Por Equipe Consumidor Descomplicado
18 de jul.
Essa é uma dúvida muito comum entre pais e mães:
“Se o pai/mãe teve outro filho, a pensão dos filhos anteriores pode ser reduzida?”
A resposta é:
- Não automaticamente.
O simples aumento da família não é suficiente, por si só, para diminuir o valor da pensão alimentícia.
CASO REAL: DOIS FILHOS PEDIRAM ALIMENTOS NA JUSTIÇA
No caso analisado pela Justiça, dois filhos pediram pensão alimentícia e pediram o valor correspondente a 1 salário-mínimo por mês.
Ao final, o juiz fixou a pensão em 20% do salário do pai.
O pai recorreu alegando dificuldades financeiras e afirmando que o valor seria excessivo.
QUANTO O PAI GANHAVA?
Os documentos do processo mostraram que o alimentante recebia:
- R$ 5.465,88 de remuneração bruta ou R$ 4.471,29 líquidos, após os descontos obrigatórios.
Aplicando o percentual de 20%, a pensão ficou em aproximadamente:
R$ 894,25 por mês para os dois filhos.
Ou seja, o valor fixado sequer alcançava o salário-mínimo que havia sido pedido na ação.
TER OUTRO FILHO REDUZ A PENSÃO?
Não necessariamente.
A Justiça foi clara ao afirmar que:
- O simples aumento da prole do alimentante não justifica, por si só, a redução ou fim da pensão alimentícia.
Para conseguir diminuir a pensão, é preciso provar que houve efetiva alteração na capacidade financeira do genitor.
O QUE O PAI PRECISA PROVAR?
Se o genitor alega dificuldades econômicas, ele deve apresentar provas concretas, como:
- Contracheques;
- Declaração de imposto de renda;
- Comprovantes de despesas relevantes;
- Documentos que demonstrem redução de renda.
Sem prova robusta, a pensão tende a ser mantida.
COMO O JUIZ DEFINE O VALOR DA PENSÃO?
A pensão é fixada com base na necessidade e na possibilidade:
- Necessidade dos filhos;
- Possibilidade financeira de quem paga.
O objetivo é garantir um padrão de vida digno aos alimentados, sem impor valor incompatível com a renda do alimentante.
A PENSÃO PODE SER REVISTA NO FUTURO?
Sim.
A obrigação alimentar pode ser alterada se houver mudança real nas circunstâncias.

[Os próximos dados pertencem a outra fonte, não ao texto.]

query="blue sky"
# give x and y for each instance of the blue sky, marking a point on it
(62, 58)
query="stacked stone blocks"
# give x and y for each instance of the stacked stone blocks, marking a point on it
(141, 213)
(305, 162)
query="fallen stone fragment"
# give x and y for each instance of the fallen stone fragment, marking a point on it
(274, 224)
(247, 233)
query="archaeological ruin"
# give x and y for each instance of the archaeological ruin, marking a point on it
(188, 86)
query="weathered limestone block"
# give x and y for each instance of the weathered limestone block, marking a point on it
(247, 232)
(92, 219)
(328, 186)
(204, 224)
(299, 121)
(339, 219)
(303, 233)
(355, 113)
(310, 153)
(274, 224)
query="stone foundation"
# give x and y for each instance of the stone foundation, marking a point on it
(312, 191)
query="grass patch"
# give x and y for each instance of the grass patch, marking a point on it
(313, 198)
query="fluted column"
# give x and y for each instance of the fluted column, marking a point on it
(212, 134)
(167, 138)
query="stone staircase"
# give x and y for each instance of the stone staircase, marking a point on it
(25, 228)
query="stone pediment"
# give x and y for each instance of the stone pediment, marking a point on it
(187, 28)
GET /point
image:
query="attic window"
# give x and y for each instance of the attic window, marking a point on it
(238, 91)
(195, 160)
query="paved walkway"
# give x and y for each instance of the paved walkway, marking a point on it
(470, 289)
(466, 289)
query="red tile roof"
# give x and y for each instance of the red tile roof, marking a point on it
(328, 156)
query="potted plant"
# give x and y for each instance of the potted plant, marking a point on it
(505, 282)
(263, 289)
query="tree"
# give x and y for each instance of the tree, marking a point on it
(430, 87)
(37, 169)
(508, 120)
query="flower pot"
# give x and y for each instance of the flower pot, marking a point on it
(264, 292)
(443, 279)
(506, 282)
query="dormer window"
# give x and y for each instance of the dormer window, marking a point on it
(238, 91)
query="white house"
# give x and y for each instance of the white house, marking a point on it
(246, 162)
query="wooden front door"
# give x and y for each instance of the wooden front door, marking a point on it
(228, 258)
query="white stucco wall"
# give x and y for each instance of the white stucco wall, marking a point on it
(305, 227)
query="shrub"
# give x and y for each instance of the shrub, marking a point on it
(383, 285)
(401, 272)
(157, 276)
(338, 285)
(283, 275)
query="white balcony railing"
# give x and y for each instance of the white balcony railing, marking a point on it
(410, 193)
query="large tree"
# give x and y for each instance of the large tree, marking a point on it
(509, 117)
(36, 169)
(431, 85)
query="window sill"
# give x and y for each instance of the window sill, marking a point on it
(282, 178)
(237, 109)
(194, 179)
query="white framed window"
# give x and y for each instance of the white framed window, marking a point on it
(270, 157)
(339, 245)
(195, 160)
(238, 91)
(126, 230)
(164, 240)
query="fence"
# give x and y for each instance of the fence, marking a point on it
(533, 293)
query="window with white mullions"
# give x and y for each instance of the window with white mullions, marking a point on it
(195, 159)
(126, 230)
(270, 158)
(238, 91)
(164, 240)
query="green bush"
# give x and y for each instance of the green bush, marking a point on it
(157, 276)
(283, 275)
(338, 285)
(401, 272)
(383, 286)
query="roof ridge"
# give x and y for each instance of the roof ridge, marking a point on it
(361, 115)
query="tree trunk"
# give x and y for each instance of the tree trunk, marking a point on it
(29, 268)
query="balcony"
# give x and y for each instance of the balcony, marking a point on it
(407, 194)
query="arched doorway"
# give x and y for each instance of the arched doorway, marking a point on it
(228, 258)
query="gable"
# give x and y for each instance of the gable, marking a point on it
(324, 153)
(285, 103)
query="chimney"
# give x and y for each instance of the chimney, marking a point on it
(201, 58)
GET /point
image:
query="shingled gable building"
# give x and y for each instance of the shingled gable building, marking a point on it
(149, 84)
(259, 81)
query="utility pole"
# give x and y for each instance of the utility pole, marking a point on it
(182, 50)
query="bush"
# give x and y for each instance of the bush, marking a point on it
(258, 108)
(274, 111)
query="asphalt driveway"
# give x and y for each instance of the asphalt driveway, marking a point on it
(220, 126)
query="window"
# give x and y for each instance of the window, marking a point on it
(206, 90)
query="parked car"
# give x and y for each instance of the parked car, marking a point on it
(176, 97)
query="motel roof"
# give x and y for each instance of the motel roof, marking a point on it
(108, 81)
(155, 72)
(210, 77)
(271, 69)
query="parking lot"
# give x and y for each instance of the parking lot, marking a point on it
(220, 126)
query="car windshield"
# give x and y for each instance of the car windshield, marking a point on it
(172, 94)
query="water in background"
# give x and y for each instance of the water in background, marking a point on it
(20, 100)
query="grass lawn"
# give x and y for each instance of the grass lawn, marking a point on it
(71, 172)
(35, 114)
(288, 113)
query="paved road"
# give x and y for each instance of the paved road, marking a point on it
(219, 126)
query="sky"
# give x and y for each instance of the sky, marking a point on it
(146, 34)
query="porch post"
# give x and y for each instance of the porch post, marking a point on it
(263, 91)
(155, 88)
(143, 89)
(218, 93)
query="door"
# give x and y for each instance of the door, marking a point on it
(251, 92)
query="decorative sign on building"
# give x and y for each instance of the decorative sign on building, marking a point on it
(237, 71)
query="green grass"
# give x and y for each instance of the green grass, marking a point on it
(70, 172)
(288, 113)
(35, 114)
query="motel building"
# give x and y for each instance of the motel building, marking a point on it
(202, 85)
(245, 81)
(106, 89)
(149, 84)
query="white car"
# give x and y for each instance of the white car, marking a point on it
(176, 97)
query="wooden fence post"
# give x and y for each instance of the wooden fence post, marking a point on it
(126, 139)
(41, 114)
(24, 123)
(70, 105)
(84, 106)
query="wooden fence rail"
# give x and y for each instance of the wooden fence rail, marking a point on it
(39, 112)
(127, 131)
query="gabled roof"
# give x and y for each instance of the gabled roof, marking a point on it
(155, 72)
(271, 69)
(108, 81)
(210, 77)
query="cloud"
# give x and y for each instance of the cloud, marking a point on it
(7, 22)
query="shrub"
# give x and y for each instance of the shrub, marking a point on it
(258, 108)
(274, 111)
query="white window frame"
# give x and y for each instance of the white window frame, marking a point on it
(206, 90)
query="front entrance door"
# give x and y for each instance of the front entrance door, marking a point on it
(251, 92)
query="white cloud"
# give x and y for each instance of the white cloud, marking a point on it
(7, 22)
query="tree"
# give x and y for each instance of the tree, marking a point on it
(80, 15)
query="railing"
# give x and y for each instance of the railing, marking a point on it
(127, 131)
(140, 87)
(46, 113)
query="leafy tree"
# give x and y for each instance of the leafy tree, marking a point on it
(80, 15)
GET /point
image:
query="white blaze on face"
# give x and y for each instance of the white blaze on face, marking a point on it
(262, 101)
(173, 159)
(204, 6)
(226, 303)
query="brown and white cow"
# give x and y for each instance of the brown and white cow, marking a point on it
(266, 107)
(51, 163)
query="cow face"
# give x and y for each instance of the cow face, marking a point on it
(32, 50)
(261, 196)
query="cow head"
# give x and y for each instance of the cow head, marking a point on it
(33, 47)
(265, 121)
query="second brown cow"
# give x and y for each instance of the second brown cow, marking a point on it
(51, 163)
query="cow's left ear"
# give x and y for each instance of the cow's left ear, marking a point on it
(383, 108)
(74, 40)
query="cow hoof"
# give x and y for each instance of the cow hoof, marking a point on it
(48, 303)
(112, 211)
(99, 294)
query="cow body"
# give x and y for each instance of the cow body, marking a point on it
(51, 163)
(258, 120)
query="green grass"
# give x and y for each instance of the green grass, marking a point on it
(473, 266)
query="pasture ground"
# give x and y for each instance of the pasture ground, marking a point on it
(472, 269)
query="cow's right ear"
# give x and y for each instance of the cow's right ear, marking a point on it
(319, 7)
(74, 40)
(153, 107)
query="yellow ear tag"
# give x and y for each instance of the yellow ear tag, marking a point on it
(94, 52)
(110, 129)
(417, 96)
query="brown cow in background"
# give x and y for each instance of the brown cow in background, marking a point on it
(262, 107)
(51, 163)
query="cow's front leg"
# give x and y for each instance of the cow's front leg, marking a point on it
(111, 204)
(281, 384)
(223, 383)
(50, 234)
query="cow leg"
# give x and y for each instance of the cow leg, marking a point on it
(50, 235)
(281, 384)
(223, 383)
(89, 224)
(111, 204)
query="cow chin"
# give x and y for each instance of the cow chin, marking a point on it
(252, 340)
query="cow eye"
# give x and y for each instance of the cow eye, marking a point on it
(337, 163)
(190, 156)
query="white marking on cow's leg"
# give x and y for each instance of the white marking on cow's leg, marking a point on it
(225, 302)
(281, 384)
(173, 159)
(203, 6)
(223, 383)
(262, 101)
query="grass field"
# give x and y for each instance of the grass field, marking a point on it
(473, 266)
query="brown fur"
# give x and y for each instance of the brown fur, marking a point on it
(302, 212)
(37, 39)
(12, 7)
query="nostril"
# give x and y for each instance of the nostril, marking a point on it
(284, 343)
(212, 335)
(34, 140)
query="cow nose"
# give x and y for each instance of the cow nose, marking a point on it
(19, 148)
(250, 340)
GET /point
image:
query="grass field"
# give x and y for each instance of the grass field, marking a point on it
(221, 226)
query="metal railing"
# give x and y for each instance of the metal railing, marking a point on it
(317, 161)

Mas essa mudança deve ser devidamente comprovada.
RESUMO RÁPIDO
- Ter outro filho não reduz automaticamente a pensão;
- É necessário provar queda real da capacidade financeira;
- O juiz analisa o binômio necessidade-possibilidade;
- O melhor interesse da criança é prioridade;
- A pensão pode ser revista se houver mudança comprovada.
CONCLUSÃO
O fato de o alimentante constituir nova família ou ter outros filhos não autoriza automaticamente a redução da pensão.
Para isso, é indispensável comprovar, com documentos, que houve efetiva diminuição das condições de quem paga.
Referência: Acórdão 1897746, 07182218820238070009, Relator(a): ANA CANTARINO, 5ª Turma Cível, data de julgamento: 25/7/2024, publicado no PJe: 8/8/2024. Pág.: Sem Página Cadastrada. TJDFT.